KIEV, Ukraine -- Ukraine will commemorate on Wednesday the anniversary of a massacre at Babi Yar, a grassy ravine in Kiev where Nazi forces killed 34,000 Jews in two days 65 years ago.
Ukrainian President Viktor Yushchenko, whose father was imprisoned at the Auschwitz concentration camp during World War II, will host Israeli President Moshe Katzav, as well as his Croatian and Montenegrin counterparts.
Thirty foreign delegations, including from Moscow and Washington, are expected to attend the event and an exhibition about the tragedy that is set to open on Tuesday.
The commemoration ceremonies are to start by the monument to the memory of the victims of the Babi Yar (Woman’s Ravine) massacres on Wednesday -- to be followed later in the day by an international forum entitled ‘Let My People Go.’
The forum on xenophobia and anti-Semitism is being organised jointly by Ukrainian authorities, the World Holocaust Forum and the Yad Vashem Holocaust Memorial.
‘The Holocaust didn’t come out of nowhere, it formed gradually. It’s only by examining closely the microbes called anti-Semitism that we can understand where they come from,’ said Moshe Kantor of the European Jewish Congress.
The massacres at Babi Yar were on a scale that defies comprehension.
Nearly 34,000 Jews, many of them elderly, women and children, were forced to gather at Babi Yar by German troops just days after the Nazi invasion. They were shot along the ravine’s edge on September 29 and 30, 1941.
Some 800,000 Ukrainian Jews were killed in the war.
Ukraine today has around 500,000 Jews -- the fourth largest Jewish population in the world after Israel, Russia and the United States.
The ravine continued to be used for executions and up to 60,000 more people -- Jews, Roma, resistance fighters and Soviet prisoners of war -- were killed there until 1943.
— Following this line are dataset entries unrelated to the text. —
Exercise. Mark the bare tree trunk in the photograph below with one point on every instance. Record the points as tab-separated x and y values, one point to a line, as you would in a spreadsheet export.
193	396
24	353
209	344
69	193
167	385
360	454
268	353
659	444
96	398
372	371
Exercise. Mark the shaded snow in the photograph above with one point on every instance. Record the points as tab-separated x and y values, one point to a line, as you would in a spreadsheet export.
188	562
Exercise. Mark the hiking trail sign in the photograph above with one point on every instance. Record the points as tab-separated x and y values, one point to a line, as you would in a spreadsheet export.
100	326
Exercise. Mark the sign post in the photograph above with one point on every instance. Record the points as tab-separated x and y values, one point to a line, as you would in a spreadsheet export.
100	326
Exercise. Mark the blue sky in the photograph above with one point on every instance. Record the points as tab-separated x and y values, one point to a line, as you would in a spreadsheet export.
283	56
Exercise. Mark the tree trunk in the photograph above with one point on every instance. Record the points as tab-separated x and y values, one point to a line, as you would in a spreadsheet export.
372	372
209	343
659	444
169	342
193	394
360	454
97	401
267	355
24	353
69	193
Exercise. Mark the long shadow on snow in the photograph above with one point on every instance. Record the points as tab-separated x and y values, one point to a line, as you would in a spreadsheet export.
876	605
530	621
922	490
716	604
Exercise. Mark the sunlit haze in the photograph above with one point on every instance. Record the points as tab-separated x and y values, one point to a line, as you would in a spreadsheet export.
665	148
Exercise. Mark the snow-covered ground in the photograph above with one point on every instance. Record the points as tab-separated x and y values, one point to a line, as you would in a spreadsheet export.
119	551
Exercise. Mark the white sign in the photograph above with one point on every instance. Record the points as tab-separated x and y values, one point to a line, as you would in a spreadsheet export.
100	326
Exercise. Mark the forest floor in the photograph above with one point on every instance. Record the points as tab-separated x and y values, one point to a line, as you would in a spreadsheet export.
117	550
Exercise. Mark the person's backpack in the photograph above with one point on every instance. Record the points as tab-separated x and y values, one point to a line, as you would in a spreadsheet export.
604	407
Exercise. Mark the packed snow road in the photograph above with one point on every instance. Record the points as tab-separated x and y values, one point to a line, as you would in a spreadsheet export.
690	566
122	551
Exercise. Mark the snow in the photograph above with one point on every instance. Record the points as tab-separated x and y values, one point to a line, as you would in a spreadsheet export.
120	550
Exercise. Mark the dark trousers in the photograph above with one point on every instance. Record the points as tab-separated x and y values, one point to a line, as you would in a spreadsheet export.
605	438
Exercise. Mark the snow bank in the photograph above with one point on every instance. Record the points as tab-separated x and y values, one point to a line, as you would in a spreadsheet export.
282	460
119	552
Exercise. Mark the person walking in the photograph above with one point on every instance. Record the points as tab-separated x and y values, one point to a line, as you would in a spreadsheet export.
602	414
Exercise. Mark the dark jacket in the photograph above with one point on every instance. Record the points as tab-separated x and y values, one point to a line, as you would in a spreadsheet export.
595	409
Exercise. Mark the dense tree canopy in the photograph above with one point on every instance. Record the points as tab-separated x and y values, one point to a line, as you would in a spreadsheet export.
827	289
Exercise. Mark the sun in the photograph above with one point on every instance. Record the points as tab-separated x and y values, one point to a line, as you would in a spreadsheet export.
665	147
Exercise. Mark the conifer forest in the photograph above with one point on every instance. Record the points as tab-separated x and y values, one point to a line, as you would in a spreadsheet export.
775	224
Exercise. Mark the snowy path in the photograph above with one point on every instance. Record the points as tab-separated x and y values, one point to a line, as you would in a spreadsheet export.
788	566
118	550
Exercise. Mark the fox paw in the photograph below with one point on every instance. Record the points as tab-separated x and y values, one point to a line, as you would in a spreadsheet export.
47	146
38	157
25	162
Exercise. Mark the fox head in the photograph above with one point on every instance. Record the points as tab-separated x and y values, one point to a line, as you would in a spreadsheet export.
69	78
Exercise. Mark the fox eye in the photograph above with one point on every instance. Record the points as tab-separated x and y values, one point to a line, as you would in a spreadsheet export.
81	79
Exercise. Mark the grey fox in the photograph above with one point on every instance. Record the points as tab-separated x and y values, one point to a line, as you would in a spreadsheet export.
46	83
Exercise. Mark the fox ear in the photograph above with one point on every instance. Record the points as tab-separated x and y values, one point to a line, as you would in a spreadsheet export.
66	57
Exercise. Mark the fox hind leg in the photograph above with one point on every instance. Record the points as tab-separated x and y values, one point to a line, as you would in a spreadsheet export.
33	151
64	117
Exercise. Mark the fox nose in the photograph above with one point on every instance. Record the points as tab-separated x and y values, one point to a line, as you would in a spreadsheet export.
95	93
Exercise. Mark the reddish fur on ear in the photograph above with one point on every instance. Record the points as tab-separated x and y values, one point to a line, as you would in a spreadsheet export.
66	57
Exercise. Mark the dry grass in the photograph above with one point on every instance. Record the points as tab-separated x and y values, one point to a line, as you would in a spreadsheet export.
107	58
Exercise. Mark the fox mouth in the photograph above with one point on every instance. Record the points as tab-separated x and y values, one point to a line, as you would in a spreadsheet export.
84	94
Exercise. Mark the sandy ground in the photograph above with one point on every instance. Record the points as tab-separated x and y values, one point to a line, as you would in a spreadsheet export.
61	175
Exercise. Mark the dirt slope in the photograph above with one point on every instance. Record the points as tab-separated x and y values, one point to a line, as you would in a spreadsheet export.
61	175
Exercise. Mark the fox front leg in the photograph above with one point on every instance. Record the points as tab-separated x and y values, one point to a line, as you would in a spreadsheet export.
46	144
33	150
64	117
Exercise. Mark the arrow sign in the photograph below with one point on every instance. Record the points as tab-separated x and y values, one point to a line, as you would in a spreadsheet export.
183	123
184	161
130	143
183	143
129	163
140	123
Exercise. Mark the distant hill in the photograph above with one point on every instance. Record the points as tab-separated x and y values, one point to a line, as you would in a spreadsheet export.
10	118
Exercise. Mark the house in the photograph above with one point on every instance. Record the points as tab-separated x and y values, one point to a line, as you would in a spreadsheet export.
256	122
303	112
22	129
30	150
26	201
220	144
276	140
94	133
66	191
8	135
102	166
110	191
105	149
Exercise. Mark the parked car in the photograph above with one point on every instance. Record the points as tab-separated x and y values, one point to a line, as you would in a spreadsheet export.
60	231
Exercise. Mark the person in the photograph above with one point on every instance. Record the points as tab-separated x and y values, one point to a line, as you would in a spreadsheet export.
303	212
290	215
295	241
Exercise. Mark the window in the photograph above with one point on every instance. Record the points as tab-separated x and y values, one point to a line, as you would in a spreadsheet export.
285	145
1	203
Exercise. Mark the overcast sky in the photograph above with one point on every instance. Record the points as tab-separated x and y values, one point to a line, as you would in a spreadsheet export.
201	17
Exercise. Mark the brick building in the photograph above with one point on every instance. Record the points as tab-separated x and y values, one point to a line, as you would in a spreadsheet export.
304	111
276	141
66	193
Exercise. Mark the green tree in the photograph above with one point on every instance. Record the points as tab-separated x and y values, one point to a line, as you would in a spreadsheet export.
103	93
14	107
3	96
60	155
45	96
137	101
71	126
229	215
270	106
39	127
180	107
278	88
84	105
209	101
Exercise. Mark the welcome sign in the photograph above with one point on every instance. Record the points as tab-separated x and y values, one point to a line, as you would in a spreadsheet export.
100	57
Before retreating from the advancing Red Army in 1943, Nazi troops exhumed and burned the corpses at Babi Yar in a last-ditch bid to hide the atrocities committed there.
But the secrets of Babi Yar became part of the accusations against senior Nazi officials at the Nuremberg trials and a monument was erected in Soviet times to the memory of the victims.
Soviet authorities, however, sought to play down the sensitive Jewish component of the history of Babi Yar. Anniversary gatherings were banned at the site and there was an attempt to build a stadium there in the 1960s.
In 1991, the Jewish community erected a menorah-shaped sculpture nearby.